Foundation. Love is the foundation of my spiritual quest. My spiritual quest is not about finding god. I don't believe in god. God's just an abstraction, an empty idea humans made up. The spiritual quest is a real thing. It's the reason to go on living. I long to be conquered by love. But love conquers few. Every silver lining always seems to have a cloud.
Love starts with loving my own body. If I love my body, I take good care of it. I don't damage it by consuming alcohol, taking drugs, eating junk food. I give it plenty of exercise. I pay close attention to body sensations, letting my body guide me. I didn't make progress with love until I surrendered to my body's inherent wisdom in all those areas.
Becoming a better lover. Loving my body and surrendering to its wisdom makes me a better lover. Loving my body shows me the way to love another's body. No amount of sexual passion or expertise can make me one otherwise. Androgyny is so hip. It's easy to see why: so many androgynous people. My alignment is cummings, my original poet since about age twelve: i can entirely her only love. It's a lovely sonnet with one helluva couplet. Check it out.
Just the way it is. If I put conditions on it, like "I'll love the world when there's true racial equality," or "I can't love a world where corporations control the economy and exploit workers," I end up without love. This is the only world there is, and it won't change to meet my unrealistic conditions. I can't love everything about the world, so I focus on the things I do love, like nature, and people I'm close to. Meditation is working to love the things I do love better.
Ongoing. Meditation is an ongoing course in loving. When I meditate I exercise my love; I make it stronger. I can feel its strength growing. It feels wonderful to exercise my love, and I know I'll be a better lover when I have someone to love. Plus, if I'm a better lover I'll attract love; someone will find me. Meditation increases the love in my life no matter what.

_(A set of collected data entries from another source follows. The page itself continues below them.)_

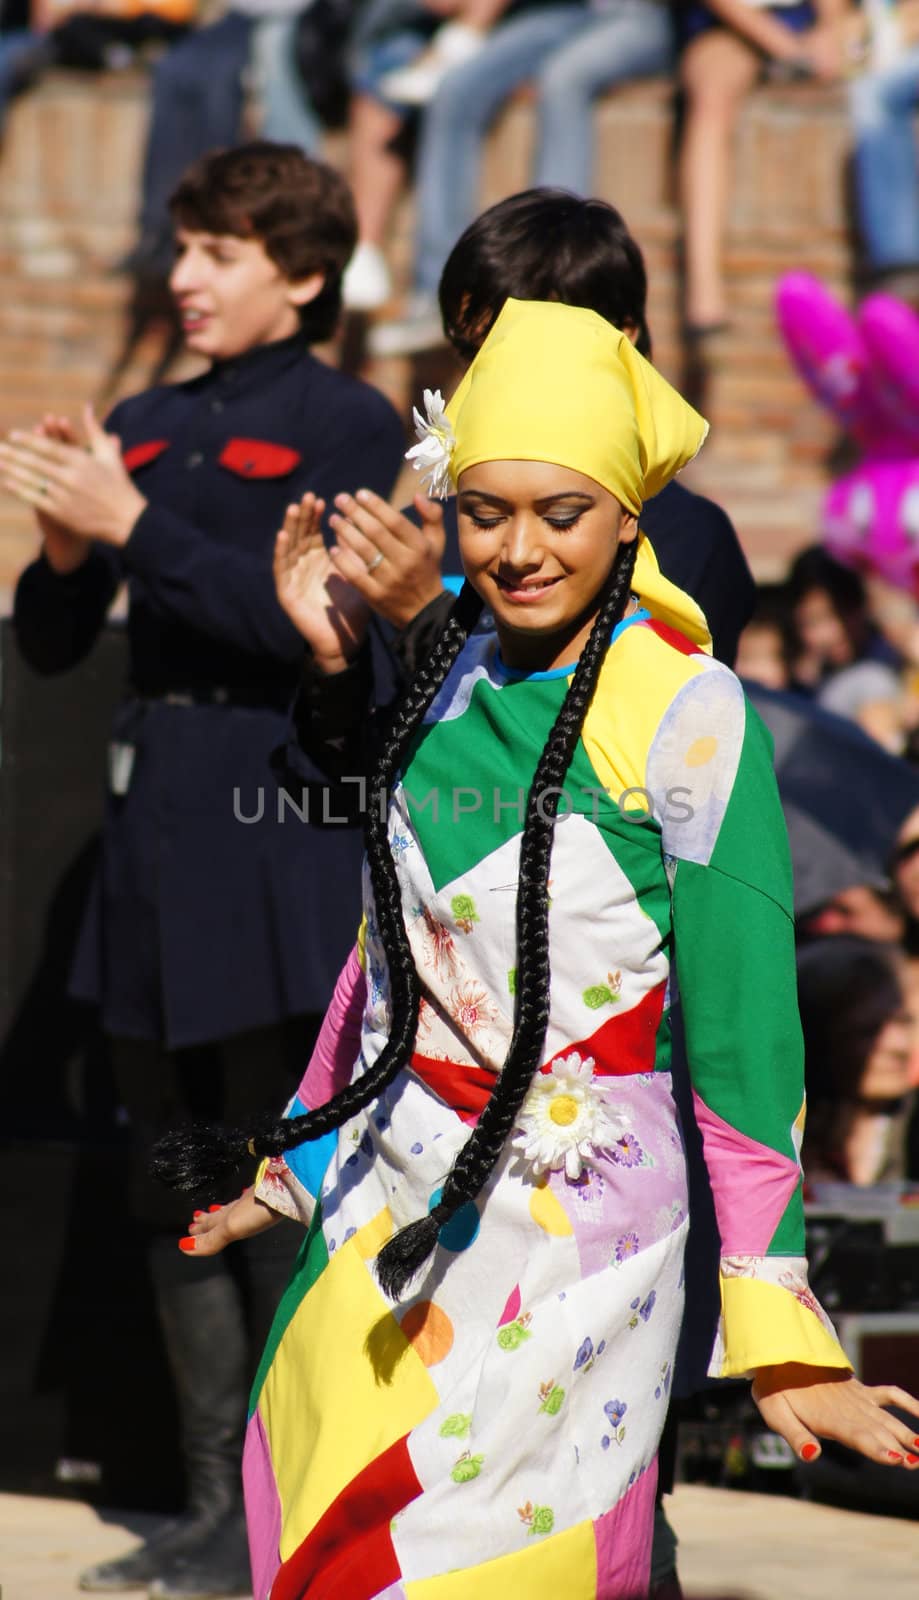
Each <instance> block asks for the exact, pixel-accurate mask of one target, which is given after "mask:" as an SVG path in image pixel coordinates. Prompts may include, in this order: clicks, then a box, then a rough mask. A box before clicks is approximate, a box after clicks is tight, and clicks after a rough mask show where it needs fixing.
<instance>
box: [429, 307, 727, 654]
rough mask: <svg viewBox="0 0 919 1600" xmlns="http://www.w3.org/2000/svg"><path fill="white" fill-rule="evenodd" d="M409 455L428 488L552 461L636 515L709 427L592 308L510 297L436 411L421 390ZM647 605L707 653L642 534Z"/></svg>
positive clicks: (698, 629)
mask: <svg viewBox="0 0 919 1600" xmlns="http://www.w3.org/2000/svg"><path fill="white" fill-rule="evenodd" d="M424 403H426V410H427V418H421V416H419V413H418V411H416V413H415V422H416V427H418V435H419V440H421V443H418V445H415V446H413V450H410V451H408V458H410V459H413V461H415V464H416V467H418V469H419V470H421V475H423V482H427V483H429V486H431V493H434V494H437V493H443V494H445V493H448V483H450V482H451V483H453V485H456V480H458V478H459V474H461V472H464V470H466V469H468V467H474V466H477V464H479V462H480V461H554V462H557V464H559V466H564V467H572V469H573V470H575V472H583V474H586V477H589V478H594V482H596V483H600V485H602V486H604V488H605V490H608V491H610V494H615V498H616V499H618V501H620V504H621V506H624V507H626V510H631V512H632V514H634V515H636V517H639V515H640V509H642V504H644V501H645V499H650V498H652V496H653V494H656V493H658V491H660V490H663V486H664V483H669V480H671V478H672V477H674V475H676V474H677V472H679V470H680V467H684V466H685V464H687V461H692V458H693V456H695V453H696V451H698V448H700V446H701V443H703V440H704V437H706V434H708V422H706V421H704V418H701V416H700V414H698V411H693V408H692V406H690V405H688V402H685V400H684V398H682V395H679V394H677V392H676V389H672V386H671V384H668V381H666V378H661V374H660V373H658V371H656V370H655V368H653V366H652V365H650V362H647V360H645V358H644V355H639V352H637V350H636V349H634V346H632V344H631V341H629V339H628V336H626V334H624V333H620V331H618V328H613V325H612V323H608V322H605V318H604V317H599V315H597V312H592V310H586V309H583V307H580V306H564V304H562V302H560V301H517V299H508V301H506V302H504V306H503V309H501V312H500V315H498V317H496V320H495V325H493V328H492V331H490V334H488V338H487V339H485V342H484V344H482V349H480V350H479V354H477V355H476V360H474V362H472V365H471V366H469V370H468V371H466V376H464V378H463V381H461V384H459V387H458V389H456V392H455V395H453V398H451V400H450V403H448V405H447V408H445V406H443V402H442V398H440V395H439V394H435V395H432V394H431V390H426V394H424ZM632 587H634V590H636V594H639V595H640V598H642V600H644V602H645V603H647V606H648V610H650V611H652V613H653V614H655V616H656V618H660V621H664V622H669V624H671V626H672V627H676V629H679V630H680V632H682V634H687V635H688V637H690V638H692V640H693V642H695V643H698V645H701V646H703V648H704V650H711V635H709V630H708V626H706V621H704V616H703V611H701V608H700V606H698V605H696V602H695V600H693V598H692V595H687V594H684V590H682V589H677V587H676V584H671V582H669V579H666V578H664V576H663V573H661V571H660V568H658V563H656V557H655V552H653V549H652V547H650V544H648V541H647V539H645V538H644V536H642V539H640V544H639V552H637V558H636V570H634V576H632Z"/></svg>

Making friends with love. If I focus on love in my meditation, the physical basics become love's way of teaching me. The pandemic created the perfect opportunity for me to make friends with love and become a better lover. I broke up with my sweetheart right before the pandemic hit, so I got to go through the rest of 2020 all alone. I had just broken free of booze and addiction, so I focused on the other basics: exercise, diet, and meditation. In all three areas, love patiently taught me how to make progress. Even though I'm all alone, I've had lots of opportunity to exercise my love, and I know I'm a better lover now. I'm looking forward to putting that into action.